Khalid Al Shanqiti (left), project engineer, and Alan Thomson with a model of their project of a tunnel boring machine at the conference. Image Credit: Ahmed Kutty/Gulf News

Abu Dhabi: A new network of pipes will allow the UAE capital to reuse 100 per cent of recycled waste water, a senior official said.

Abu Dhabi emirate recycles 100 per cent of 850,000 cubic metres of waste water generated per day but only 60 per cent of this is reused while the remaining 40 per cent is discarded in the sea due to lack of infrastructure to utilise it.

This situation will change as the emirate is planning to install a new network to utilise the entire recycled water within three years, a senior official told Gulf News on Sunday.

The plan follows the successful model in Al Ain, which has become the first city in the country to reuse 100 per cent of recycled water, said Alan Thomson, Managing Director of Abu Dhabi Sewerage Services Company (ADSSC), an Abu Dhabi government entity responsible for waste water management in the emirate.

Free of cost recycled water

Consumers get the recycled water free of cost, which is used in agriculture, forestry and landscaping, he said on the sidelines of POWER-GEN Middle East (PGME) and WaterWorld Middle East (WWME) Conferences and Exhibition, a three-day event being held at the Abu Dhabi National Exhibition Centre.

Suhail Mohammad Bin Faraj Al Mazroui, Minister of Energy, officially opened the event.

Thomson, who was a keynote speaker at the inaugural session, told Gulf News that Al Ain city recycles 190,000 cubic metres of waste water it generates a day, which is fully distributed for reuse.

“About five per cent of water may be lost during distribution but at least 95 per cent is utilised,” he said.

A separate network was built to distribute the recycled water.

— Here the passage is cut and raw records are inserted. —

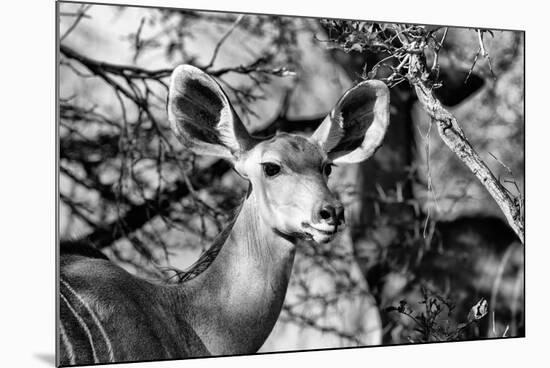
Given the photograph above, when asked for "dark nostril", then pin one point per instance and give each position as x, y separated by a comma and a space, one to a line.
325, 214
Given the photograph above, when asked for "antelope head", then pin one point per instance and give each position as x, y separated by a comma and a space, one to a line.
287, 172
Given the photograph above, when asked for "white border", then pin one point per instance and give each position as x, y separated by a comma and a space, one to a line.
27, 185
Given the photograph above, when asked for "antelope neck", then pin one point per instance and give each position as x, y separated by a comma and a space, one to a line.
234, 304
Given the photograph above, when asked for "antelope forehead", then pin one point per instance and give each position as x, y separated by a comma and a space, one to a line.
292, 150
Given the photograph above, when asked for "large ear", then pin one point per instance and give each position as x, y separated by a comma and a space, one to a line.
202, 117
356, 126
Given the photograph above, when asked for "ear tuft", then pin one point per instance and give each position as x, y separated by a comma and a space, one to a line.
356, 126
201, 115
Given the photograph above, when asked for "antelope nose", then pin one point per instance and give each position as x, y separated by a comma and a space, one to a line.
331, 214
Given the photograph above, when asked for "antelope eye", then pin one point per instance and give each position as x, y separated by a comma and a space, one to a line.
327, 169
271, 169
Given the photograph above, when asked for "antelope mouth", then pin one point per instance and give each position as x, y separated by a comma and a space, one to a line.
321, 234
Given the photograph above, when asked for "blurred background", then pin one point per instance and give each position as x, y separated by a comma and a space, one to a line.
425, 242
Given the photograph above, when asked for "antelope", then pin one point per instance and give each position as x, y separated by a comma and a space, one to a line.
230, 306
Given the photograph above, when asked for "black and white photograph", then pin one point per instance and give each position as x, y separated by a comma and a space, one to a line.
235, 183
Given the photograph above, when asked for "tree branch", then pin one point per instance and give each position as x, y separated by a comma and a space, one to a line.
451, 133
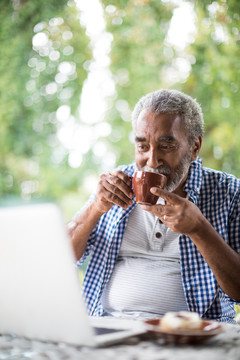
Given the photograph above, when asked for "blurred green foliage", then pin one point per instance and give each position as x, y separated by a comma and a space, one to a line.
46, 56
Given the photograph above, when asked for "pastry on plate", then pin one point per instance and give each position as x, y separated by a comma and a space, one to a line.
182, 320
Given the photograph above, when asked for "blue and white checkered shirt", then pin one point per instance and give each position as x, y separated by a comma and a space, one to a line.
217, 196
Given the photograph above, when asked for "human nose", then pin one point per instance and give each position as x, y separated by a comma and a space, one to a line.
154, 159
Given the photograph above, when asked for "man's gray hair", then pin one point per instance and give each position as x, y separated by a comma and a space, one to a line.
173, 102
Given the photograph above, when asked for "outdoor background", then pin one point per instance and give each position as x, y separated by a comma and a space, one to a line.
71, 72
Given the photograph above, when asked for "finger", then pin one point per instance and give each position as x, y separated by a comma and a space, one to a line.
170, 198
163, 212
121, 181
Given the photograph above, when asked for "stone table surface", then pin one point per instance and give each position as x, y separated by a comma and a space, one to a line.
221, 347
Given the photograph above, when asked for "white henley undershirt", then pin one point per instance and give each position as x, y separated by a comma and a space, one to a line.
146, 280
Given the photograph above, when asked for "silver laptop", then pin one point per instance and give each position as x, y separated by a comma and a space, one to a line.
40, 294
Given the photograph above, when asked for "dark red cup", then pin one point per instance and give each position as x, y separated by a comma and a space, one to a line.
143, 181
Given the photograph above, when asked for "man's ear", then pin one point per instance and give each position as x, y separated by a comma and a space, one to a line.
195, 148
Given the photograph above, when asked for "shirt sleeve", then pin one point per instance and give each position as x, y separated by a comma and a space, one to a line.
234, 223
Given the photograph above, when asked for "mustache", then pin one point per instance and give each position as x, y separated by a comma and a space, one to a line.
164, 169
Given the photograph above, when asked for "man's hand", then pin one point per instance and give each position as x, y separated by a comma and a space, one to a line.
179, 214
113, 188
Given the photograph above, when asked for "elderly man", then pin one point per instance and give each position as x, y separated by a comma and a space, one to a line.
183, 252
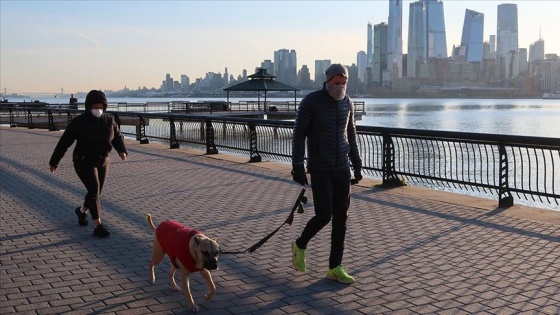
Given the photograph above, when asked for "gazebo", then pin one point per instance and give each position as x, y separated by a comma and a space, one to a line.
261, 81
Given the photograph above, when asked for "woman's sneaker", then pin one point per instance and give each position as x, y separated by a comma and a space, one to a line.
100, 231
340, 275
82, 217
298, 257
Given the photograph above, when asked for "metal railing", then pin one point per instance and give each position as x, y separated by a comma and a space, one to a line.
503, 165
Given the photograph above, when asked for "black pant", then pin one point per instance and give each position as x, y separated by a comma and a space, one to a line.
331, 196
93, 177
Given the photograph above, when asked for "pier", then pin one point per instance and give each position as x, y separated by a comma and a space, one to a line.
412, 250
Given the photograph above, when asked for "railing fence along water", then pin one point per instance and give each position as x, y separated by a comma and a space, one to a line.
503, 165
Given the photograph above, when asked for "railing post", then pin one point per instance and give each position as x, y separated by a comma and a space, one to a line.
12, 119
210, 145
52, 127
390, 179
30, 124
505, 197
173, 143
143, 139
255, 156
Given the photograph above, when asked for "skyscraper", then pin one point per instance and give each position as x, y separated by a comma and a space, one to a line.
507, 42
536, 51
426, 34
473, 34
361, 62
285, 66
380, 41
320, 67
394, 47
369, 48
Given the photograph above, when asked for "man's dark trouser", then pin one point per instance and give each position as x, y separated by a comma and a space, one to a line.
331, 196
93, 177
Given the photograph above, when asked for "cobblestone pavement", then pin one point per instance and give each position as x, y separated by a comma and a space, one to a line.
410, 253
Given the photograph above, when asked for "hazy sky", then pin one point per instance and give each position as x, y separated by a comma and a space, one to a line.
82, 45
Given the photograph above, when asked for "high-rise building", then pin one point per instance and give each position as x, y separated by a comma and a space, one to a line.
523, 64
266, 64
380, 41
394, 47
426, 34
472, 36
285, 66
320, 67
185, 82
362, 64
507, 42
304, 76
536, 51
369, 47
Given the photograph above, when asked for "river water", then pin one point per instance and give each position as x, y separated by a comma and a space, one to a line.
525, 117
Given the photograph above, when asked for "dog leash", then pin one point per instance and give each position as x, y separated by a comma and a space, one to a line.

Similarly, consumers have to arrange their own network within their premises for using recycled water. “Fully subsidised water [free of cost] is the incentive for them,” the official said.

The reuse of recycled water minimises the pressure on generation of fresh water that is otherwise used in agriculture, forestry and landscaping.

As water generation in the UAE is through desalination with fossil fuels, the reuse of recycled water minimises carbon emissions considerably. “This environmental benefit is the major incentive,” Thomson said.

New network

Now we are in touch with the Environment Agency - Abu Dhabi and Abu Dhabi Government to construct a 200-kilometre-long new pipe network to distribute recycled water in the greater Abu Dhabi region,” he said.

Once the approval is given the project can be completed within three years.

There is a huge demand for recycled water for agriculture, forestry and landscaping in greater Abu Dhabi, Abu Dhabi island and surrounding areas such as Reem Island, Yas Islands, Shahama and areas stretching along the Abu Dhabi-Dubai highway and Abu Dhabi-Al Ain highway, he said. About 650,000 cubic metres of waste water is generated and recycled in greater Abu Dhabi area but only 60 per cent is reused.

Asked about the situation in the Western Region of Abu Dhabi, Thomson said although there is a huge demand for recycled water for agriculture and forestry, the amount of waste water generation is not enough due to the low population.

Asked whether recycled water from Abu Dhabi city can be transported there, he said there is more than enough demand in greater Abu Dhabi itself.

At the conference, Yury Sentyurin, State Secretary – Deputy Minister of Energy of the Russian Federation; Dr Hesham Khatib, Honorary Vice- Chairman, World Energy Council, Jordan; and a former Jordanian Cabinet Minister also gave keynote addresses.